Wir begleiten Marina dabei, wie sie diesen Schock verarbeitet – und wie sie aufgrund ihrer Identität als Transgender-Mensch immer wieder daran gehindert wird, einem zutiefst verständlichen Wunsch nachzugehen: um ihren Geliebten zu trauern. Orlandos Familie drängt sie, die gemeinsam bezogene Wohnung schnellstmöglich zu verlassen. Weil Orlando auf dem Weg ins Krankenhaus eine Treppe hinuntergefallen ist und der Leichnam deshalb Verletzungen aufweist, wird sie von der Polizei auch noch wie eine Verdächtige behandelt. Die Trans-Schauspielerin Daniela Vega spielt das derart über­zeugend, dass man sie zum engeren ­Favoritenkreis für den Darstellerpreis der Berlinale zählen muss. Je mehr Ablehnung ihr entgegenschlägt, umso liebevoller und aufmerksamer wendet sich die Kamera ihrem Gesicht zu, das auf jede Demütigung mit einer Mischung aus Verletzung und trotziger Stärke reagiert.

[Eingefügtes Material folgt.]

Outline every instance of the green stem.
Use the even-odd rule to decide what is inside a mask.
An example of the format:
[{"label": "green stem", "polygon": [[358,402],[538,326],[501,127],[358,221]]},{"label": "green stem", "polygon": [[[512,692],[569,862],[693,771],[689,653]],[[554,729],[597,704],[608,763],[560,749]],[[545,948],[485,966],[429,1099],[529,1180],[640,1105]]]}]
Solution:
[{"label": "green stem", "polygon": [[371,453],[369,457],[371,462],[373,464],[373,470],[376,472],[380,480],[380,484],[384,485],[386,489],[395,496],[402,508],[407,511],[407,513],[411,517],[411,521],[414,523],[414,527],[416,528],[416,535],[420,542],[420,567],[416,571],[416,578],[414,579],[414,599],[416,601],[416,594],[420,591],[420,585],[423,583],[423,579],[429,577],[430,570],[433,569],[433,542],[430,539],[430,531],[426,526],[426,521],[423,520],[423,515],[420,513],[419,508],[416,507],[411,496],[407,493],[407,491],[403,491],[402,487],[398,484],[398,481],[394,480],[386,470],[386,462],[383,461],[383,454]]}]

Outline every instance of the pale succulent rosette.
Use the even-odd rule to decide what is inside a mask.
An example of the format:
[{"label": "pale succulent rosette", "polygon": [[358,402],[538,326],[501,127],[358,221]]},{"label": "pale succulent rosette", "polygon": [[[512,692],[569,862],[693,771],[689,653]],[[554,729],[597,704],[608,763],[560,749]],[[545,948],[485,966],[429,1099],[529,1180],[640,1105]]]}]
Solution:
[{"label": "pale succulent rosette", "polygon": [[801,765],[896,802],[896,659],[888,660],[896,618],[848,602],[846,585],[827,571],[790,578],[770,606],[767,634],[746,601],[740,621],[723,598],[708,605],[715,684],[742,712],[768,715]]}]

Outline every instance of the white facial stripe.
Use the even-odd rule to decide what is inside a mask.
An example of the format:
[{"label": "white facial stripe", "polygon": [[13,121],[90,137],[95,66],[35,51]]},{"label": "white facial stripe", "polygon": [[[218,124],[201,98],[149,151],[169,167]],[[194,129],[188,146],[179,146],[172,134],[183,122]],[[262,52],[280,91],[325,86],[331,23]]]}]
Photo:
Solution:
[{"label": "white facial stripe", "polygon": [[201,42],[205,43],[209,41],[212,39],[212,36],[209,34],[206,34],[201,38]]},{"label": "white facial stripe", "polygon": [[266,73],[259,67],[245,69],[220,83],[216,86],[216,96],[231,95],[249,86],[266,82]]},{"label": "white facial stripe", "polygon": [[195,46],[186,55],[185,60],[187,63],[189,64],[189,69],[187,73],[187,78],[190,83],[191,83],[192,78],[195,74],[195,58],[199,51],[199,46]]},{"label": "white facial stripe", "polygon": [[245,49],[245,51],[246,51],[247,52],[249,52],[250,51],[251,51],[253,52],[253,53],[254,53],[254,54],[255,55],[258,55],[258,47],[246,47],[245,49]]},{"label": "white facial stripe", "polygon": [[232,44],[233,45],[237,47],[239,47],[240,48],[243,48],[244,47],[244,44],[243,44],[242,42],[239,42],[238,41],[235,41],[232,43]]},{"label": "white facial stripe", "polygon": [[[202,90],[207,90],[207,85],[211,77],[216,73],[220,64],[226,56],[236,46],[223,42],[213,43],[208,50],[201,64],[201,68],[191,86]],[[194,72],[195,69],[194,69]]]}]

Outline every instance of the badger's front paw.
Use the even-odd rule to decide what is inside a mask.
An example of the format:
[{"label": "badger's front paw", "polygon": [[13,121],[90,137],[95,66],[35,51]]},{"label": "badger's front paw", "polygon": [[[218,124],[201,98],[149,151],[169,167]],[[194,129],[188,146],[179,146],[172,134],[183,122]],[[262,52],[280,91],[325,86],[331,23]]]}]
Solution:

"Wenn ich in Chile sterbe, darf mein Vorname nicht auf meinen Grabstein geschrieben werden", erzählt Daniela Vega, als die beiden Hauptdarsteller nach der Vorstellung im Odeon noch Fragen aus dem Publikum beantworten. Dem angeregten Gespräch merkt man an: Die Kraft des Films liegt darin, dass er Fragen an eine Gesellschaft stellt, die Menschen anhand geschlechtlicher Zuschreibungen sortiert – und klarmacht, wie inhuman diese Sortierung sein kann. Ein Thema, so spannend, dass es die Menschen fast bis Mitternacht im Odeon hält.